Was Nachbarn und Gäste gelegentlich mit einem Stirnrunzeln quittieren, hat für den 65-Jährigen überhaupt nichts Makabres. Früher, sagt er, habe jeder Bauer lange vor dem Tod den eigenen Sarg anfertigen lassen und zwischenzeitlich als Lager für Saatgetreide oder Äpfel genutzt.

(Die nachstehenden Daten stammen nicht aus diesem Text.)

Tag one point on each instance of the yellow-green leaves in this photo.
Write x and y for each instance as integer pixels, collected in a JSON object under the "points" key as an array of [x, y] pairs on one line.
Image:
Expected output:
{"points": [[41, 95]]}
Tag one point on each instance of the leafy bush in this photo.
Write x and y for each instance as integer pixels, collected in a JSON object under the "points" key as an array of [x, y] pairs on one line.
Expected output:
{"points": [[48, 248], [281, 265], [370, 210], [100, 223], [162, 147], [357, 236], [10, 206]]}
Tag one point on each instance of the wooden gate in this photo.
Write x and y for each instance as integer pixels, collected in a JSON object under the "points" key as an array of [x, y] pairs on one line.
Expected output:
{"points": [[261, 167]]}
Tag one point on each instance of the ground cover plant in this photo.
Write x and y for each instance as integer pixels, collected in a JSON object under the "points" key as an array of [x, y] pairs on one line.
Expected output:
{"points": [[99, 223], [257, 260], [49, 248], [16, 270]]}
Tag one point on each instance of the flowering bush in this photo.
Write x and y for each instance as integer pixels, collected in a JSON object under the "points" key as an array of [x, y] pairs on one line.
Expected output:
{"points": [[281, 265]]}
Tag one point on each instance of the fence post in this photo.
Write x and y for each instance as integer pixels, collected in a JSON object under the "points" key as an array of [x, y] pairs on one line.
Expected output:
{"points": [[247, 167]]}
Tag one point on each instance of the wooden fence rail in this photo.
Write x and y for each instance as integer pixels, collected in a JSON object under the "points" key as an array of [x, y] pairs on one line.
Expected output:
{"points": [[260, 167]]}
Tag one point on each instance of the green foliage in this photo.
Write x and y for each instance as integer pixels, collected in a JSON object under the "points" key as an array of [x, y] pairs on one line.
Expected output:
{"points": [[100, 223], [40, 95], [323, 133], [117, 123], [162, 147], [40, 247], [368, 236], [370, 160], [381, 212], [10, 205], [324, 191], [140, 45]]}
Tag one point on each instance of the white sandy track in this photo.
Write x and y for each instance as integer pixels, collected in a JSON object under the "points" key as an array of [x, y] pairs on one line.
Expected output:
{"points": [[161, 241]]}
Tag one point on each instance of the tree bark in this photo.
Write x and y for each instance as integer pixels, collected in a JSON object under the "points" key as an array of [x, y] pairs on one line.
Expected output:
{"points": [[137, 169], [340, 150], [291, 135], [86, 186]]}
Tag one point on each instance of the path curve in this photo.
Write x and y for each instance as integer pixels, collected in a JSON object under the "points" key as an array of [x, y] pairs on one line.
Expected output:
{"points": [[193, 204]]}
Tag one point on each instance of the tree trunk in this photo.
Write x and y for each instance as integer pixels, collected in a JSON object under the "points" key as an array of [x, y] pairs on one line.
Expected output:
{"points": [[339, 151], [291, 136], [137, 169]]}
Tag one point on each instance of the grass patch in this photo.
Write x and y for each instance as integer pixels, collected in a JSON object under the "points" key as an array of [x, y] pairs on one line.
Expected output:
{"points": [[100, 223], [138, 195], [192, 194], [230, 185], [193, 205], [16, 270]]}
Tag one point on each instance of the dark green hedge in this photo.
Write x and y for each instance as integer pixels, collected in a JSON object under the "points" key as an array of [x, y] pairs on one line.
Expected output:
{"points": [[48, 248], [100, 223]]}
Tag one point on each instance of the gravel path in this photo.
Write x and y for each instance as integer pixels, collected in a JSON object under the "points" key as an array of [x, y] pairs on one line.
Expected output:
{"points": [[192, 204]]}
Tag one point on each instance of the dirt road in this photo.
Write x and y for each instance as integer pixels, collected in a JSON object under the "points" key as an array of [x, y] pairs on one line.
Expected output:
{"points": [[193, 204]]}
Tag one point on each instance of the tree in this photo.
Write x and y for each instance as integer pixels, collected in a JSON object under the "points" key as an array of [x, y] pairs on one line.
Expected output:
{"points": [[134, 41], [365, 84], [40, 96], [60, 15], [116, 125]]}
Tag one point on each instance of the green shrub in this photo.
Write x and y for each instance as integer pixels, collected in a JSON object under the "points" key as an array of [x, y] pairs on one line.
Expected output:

Hundertfach dem Tod begegnet
"Wir müssen frühzeitig daran denken, dass unser Leben endlich ist", meint Kage und genießt die fast meditative Ruhe in seiner Tischlerwerkstatt, um auf das Sargholz mit gleichmäßigen Strichen seidenmatten Klarlack aufzutragen. Dabei denkt der überzeugte Christ und ehrenamtliche Trauerbegleiter gerne nach, vor allem über das Leben.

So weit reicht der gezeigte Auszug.